Kaynak: Makale referansı: Janevic, T., et al. (2025) Çokluetnik Prospektif Kohortta Irkçılık ve Doğum Sonrası Tansiyon. Hipertansiyon. doi.org/10.1161/HYPERTENSIONAHA.124.23772.

İnsanlaştırılmış Dokunuş: Günlük Hayatta Irkçılık ve Sağlığımız

Öncelikle, bu çalışmanın sonuçlarına odaklanarak, günlük hayatımızda karşılaştığımız ırksal mikroagresyonların sağlığımız üzerindeki etkisini düşünelim. Belki de bir doktor muayenesinde kendinizi rahatsız hissettiniz ya da bir sağlık hizmeti alırken dışlanmış hissettiniz. Bu tür deneyimlerin fiziksel ve ruhsal sağlığımız üzerindeki etkilerini anlamak, daha sağlıklı bir toplum inşa etmek adına önemlidir.

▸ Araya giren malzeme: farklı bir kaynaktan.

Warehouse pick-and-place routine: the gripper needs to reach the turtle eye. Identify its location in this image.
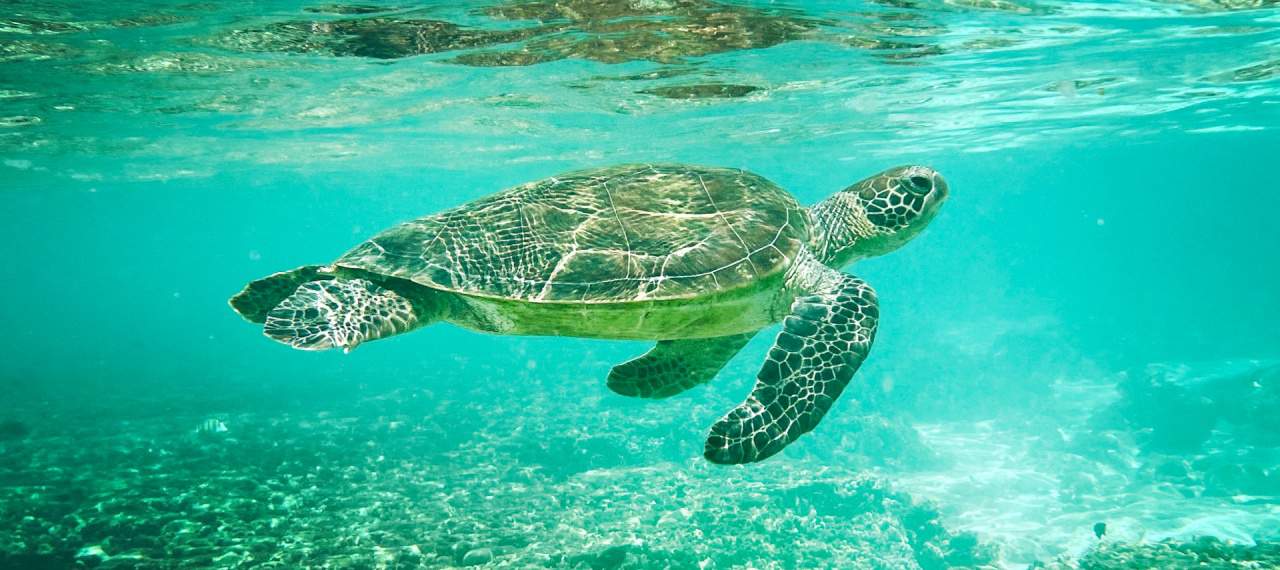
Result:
[902,174,933,196]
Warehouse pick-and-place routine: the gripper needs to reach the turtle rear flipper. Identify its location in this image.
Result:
[230,265,324,324]
[704,268,879,464]
[262,279,424,351]
[608,332,755,398]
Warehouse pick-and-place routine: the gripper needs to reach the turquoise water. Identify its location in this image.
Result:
[0,0,1280,569]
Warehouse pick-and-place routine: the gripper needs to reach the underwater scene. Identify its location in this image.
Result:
[0,0,1280,570]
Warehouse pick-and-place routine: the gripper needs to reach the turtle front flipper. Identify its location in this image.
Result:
[704,266,879,464]
[262,279,425,351]
[609,332,755,398]
[229,265,324,324]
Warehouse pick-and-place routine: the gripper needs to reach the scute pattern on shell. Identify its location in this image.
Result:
[338,164,809,302]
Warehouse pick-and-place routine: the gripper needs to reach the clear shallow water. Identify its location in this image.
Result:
[0,1,1280,567]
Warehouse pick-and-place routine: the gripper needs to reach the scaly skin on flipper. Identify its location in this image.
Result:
[704,257,879,464]
[262,279,420,351]
[608,332,755,398]
[230,265,321,324]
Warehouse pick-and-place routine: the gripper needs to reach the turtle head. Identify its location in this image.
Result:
[812,167,947,263]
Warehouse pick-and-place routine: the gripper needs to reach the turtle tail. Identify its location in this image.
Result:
[230,265,332,324]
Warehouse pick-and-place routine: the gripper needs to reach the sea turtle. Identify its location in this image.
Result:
[230,164,947,464]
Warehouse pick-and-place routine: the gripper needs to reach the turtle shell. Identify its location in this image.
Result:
[337,164,809,302]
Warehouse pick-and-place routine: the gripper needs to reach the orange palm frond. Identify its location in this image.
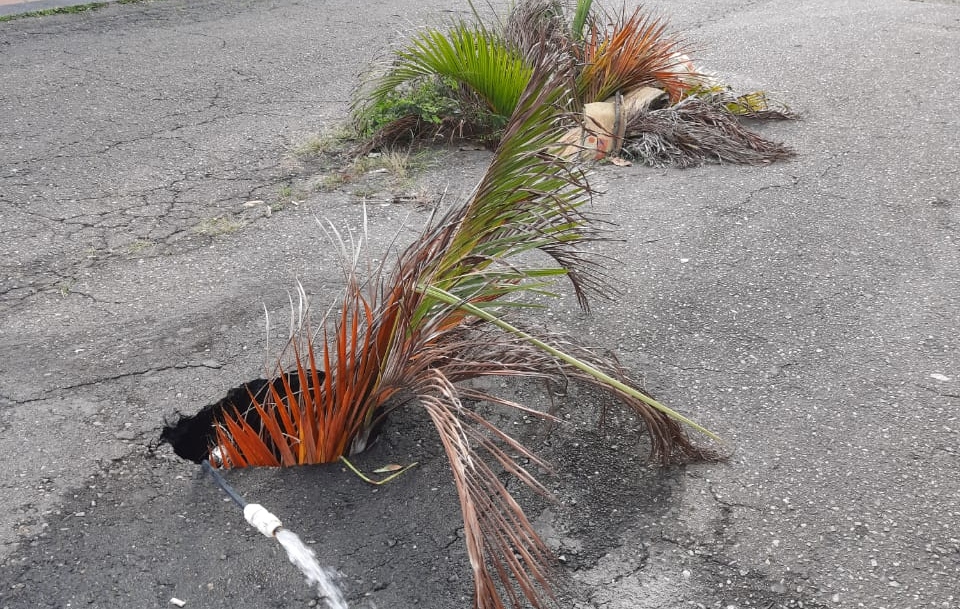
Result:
[577,7,698,102]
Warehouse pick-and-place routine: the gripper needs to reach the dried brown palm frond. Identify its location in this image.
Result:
[623,98,795,167]
[500,0,574,63]
[577,7,698,102]
[216,51,720,609]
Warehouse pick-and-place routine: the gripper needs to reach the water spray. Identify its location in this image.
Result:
[201,459,348,609]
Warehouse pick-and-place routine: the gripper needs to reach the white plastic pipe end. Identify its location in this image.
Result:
[243,503,283,537]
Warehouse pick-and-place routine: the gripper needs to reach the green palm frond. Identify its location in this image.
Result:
[365,22,532,124]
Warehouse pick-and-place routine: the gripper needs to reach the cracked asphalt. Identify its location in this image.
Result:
[0,0,960,609]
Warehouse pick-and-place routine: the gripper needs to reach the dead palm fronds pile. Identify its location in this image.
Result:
[199,54,712,609]
[354,0,796,166]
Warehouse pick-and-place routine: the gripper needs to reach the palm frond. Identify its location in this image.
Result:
[623,98,794,167]
[366,22,532,123]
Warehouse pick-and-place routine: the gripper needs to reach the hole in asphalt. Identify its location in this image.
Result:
[160,371,323,463]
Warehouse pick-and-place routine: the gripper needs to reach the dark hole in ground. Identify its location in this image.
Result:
[160,371,324,463]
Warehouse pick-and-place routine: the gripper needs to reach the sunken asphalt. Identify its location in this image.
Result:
[0,0,960,609]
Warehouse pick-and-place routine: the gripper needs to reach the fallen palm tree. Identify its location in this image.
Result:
[165,55,715,609]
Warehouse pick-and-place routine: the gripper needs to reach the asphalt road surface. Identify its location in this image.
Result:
[0,0,960,609]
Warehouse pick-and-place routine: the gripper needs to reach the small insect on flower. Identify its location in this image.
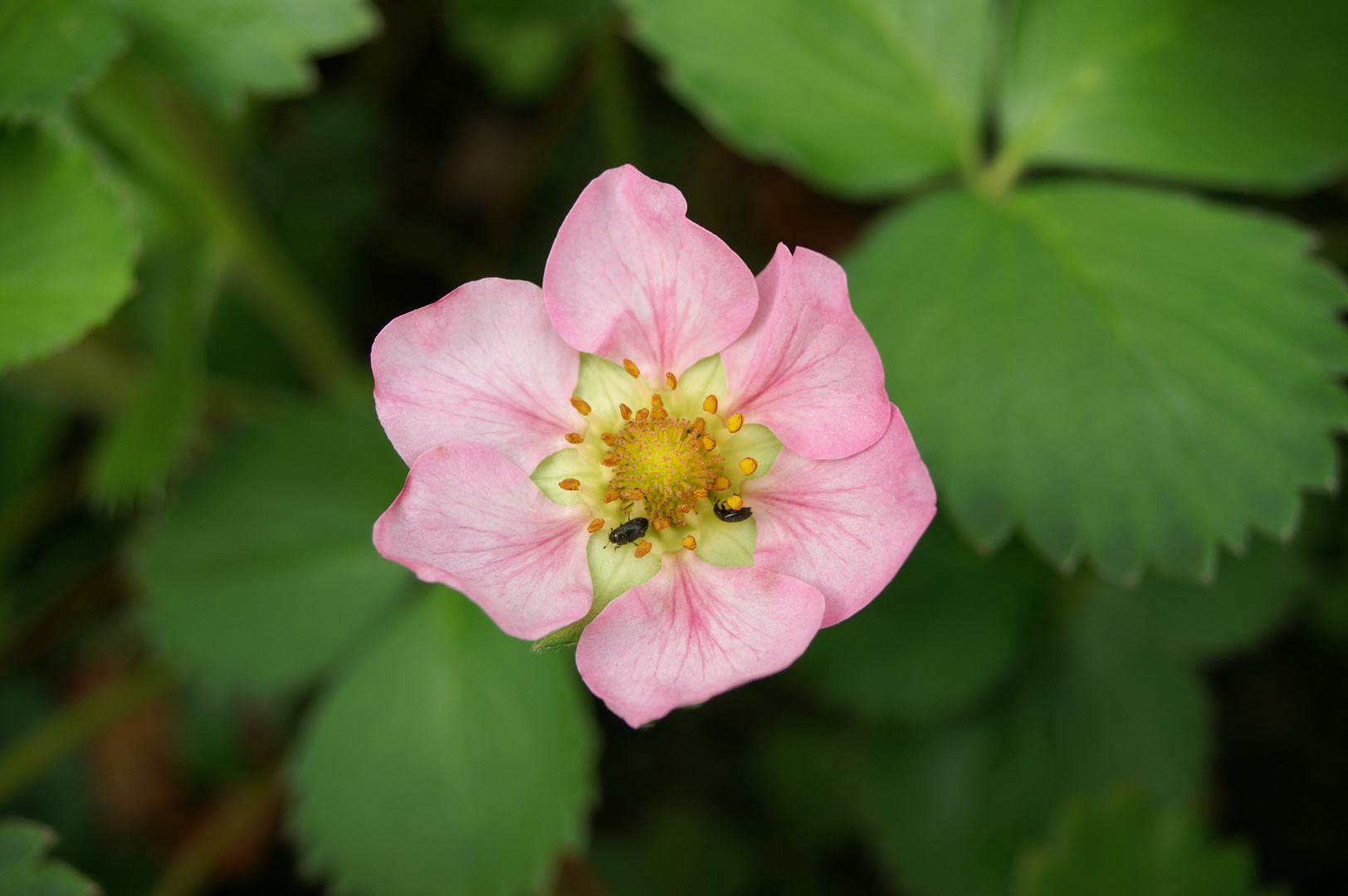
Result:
[711,501,754,523]
[608,516,651,547]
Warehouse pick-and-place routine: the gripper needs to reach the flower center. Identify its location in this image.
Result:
[603,415,721,525]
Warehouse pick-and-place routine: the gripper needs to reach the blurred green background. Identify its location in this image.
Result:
[0,0,1348,896]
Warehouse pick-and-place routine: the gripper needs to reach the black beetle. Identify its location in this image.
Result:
[608,516,651,547]
[711,501,754,523]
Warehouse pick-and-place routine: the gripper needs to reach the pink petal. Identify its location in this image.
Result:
[543,164,758,382]
[721,244,890,460]
[744,408,935,626]
[575,553,823,728]
[374,442,593,640]
[371,278,581,470]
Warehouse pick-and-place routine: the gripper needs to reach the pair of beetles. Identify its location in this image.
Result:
[608,501,754,547]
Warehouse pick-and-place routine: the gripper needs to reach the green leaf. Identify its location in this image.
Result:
[793,518,1040,722]
[862,587,1206,896]
[0,127,136,369]
[1099,539,1309,661]
[142,396,410,691]
[88,240,224,507]
[1015,790,1263,896]
[626,0,992,195]
[294,589,594,896]
[1002,0,1348,192]
[445,0,613,101]
[0,0,131,119]
[847,182,1348,579]
[121,0,379,110]
[0,818,99,896]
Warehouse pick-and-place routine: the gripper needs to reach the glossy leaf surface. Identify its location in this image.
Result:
[847,183,1348,578]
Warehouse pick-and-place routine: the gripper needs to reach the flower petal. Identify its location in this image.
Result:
[371,278,584,470]
[744,406,935,626]
[721,244,890,460]
[374,442,592,640]
[543,164,759,382]
[575,553,823,728]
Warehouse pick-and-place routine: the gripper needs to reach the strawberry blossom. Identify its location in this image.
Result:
[372,166,935,726]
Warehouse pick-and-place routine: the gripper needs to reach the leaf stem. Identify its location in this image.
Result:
[0,665,173,803]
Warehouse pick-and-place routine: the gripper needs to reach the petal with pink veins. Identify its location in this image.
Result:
[374,442,593,640]
[744,406,935,626]
[543,164,759,382]
[575,553,823,728]
[371,278,584,470]
[721,244,890,460]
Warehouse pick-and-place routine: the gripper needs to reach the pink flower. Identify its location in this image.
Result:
[372,166,935,726]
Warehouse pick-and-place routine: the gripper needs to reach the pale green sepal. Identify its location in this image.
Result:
[585,529,663,603]
[693,514,758,566]
[666,354,730,419]
[721,423,782,490]
[575,352,651,432]
[529,449,605,507]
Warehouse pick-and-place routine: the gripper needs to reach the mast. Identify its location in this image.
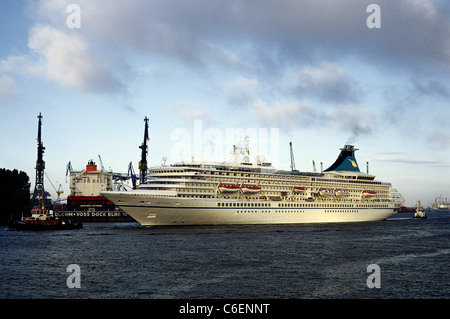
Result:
[31,113,45,208]
[139,117,149,185]
[289,142,296,172]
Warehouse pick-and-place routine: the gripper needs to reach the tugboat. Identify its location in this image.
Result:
[8,208,83,230]
[414,200,428,219]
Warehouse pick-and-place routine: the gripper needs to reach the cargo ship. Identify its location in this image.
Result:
[100,142,401,226]
[56,160,133,222]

Bu araştırma, ırksal mikroagresyonların yüksek tansiyon gibi ciddi sağlık sorunlarına yol açabileceğini gösteriyor. Bu nedenle, kendi davranışlarımızı ve çevremizdeki insanların davranışlarını daha dikkatli bir şekilde gözlemlemek, toplumsal eşitliği artırmak ve sağlık eşitsizliklerini azaltmak için adımlar atmamız gerektiğini hatırlatıyor. Sağlığımızı korurken, etrafımızdaki insanlara karşı daha duyarlı olmak ve onları anlamak, daha sağlıklı bir gelecek inşa etmemize yardımcı olabilir.

Bu nedenle, her birimizin günlük etkileşimlerimizde daha bilinçli ve empatik olması, toplumsal sağlık sorunlarının çözümüne katkı sağlayabilir. Birbirimizi anlamak ve desteklemek, sağlık hizmetlerinde ve toplumda daha iyi bir deneyim yaşamamıza ve daha sağlıklı bir gelecek inşa etmemize yardımcı olabilir. Bu küçük adımlar, büyük değişikliklere yol açabilir ve daha eşitlikçi bir toplumun temellerini oluşturabilir.